Действительно, если судить по лицу этого бедняги, должно было произойти что-то и впрямь невероятное: нет и тени былой самоуверенности, комичного превосходства и способности проходить через людей, «как сквозь туман». Прыщики и носик жалко покраснели, часто моргают жёлтые ресницы.
— Хорошо, я поговорю с господином Кавуненко, хотя никакой надежды, что решение его изменится. Оно, видимо, на чём-то основано.
Свистун горячо взмахивает обеими ручками:
— Да абсолютно ни на чём! Вчера вечером он был таким, как всегда. Ну, что могло случиться за ночь? Поссорился с госпожой Кузнецовой — вот и все основания.
— Она отвергла его ухаживания, да?
Свистун оглядывается и понижает голос.
— Я точно не знаю. Госпожа Кузнецова тоже очень взволнована. Они пришли откуда-то вместе, оба чем-то обеспокоенные.
— Ну, ладно. Подождите здесь. Попробую поговорить. Что-нибудь да прояснится.
И Леся, снова накинув на лицо, на всю фигуру весеннюю бодрость, легко взбегает по лестнице на свой этаж.
Но посреди коридора останавливается, хватается за сердце и какое-то мгновение стоит неподвижно. Потом ещё энергичнее подходит к двери Гунявого и стучит:
— Господин Кавуненко! Можно вас увидеть?
К двери, не торопясь, приближаются лёгкие мужские шаги. Щёлкает ключ, и дверь открывается.
Действительно, какое-то совершенно другое лицо: глаза не удивлённые и вроде бы даже не круглые. Похоже, куда-то девалась и припухлость лица. Жёсткость, сухость.
Стоит на пороге, не намереваясь, видимо, пригласить её в комнату.
— Чем могу служить?
Леся делает вид, что не замечает ни явных изменений в нём, ни этого, почти враждебного тона.
— Ах, как хорошо, что застала вас дома! Мне нужно поговорить с вами.
Гунявый щурит глаза и ровным, сухим голосом произносит:
— Простите, сударыня, я укладываю вещи и очень спешу.
— Вы укладываете вещи? Уезжаете, что ли?
— Да, я уезжаю.
— Вот так неожиданность! А я привезла вам интересную вещь. Если ничего не имеете против, прошу ко мне.
И она так весело, лукаво и многообещающе смотрит на него, слегка склонив голову на плечо, что Гунявый хмурится и бормочет:
— К сожалению, я занят. Простите, не могу.

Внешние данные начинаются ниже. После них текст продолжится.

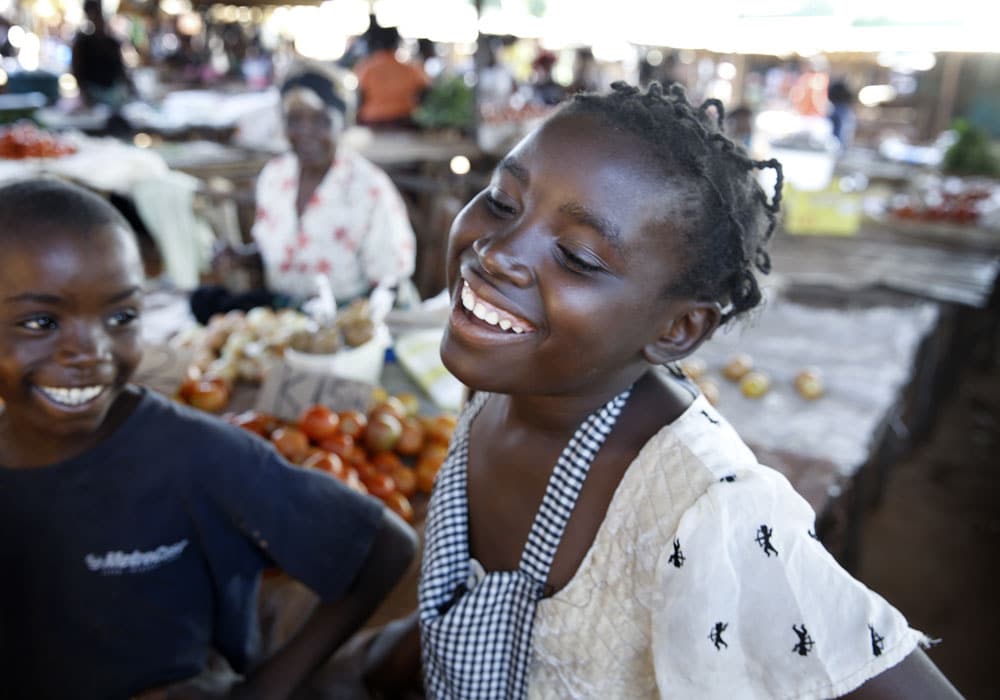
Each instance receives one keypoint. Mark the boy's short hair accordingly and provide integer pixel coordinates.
(32, 207)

— Но ведь на минутку, господин Кавуненко! Бог с вами! Речь идёт о том господине, которого вы хотели сегодня видеть.
Гунявый остро взглядывает на неё, какое-то время колеблется и выходит из своей комнаты. Ключ из двери вынимает и запирает дверь снаружи.
Леся входит к себе, легко снимает шляпку, закрывает окно, поправляет причёску перед зеркалом. В комнате сладко и нежно пахнет мимозой, свежим воздухом, чистотой.
Гунявый, как-то жёстко втянув губы, неподвижно, терпеливо стоит у стены и ждёт. Глаза опущены.
— Да что с вами, господин Кавуненко? Я не узнаю вас. Почему вы такой?
— Простите, но я хотел бы посмотреть на эту… вещь.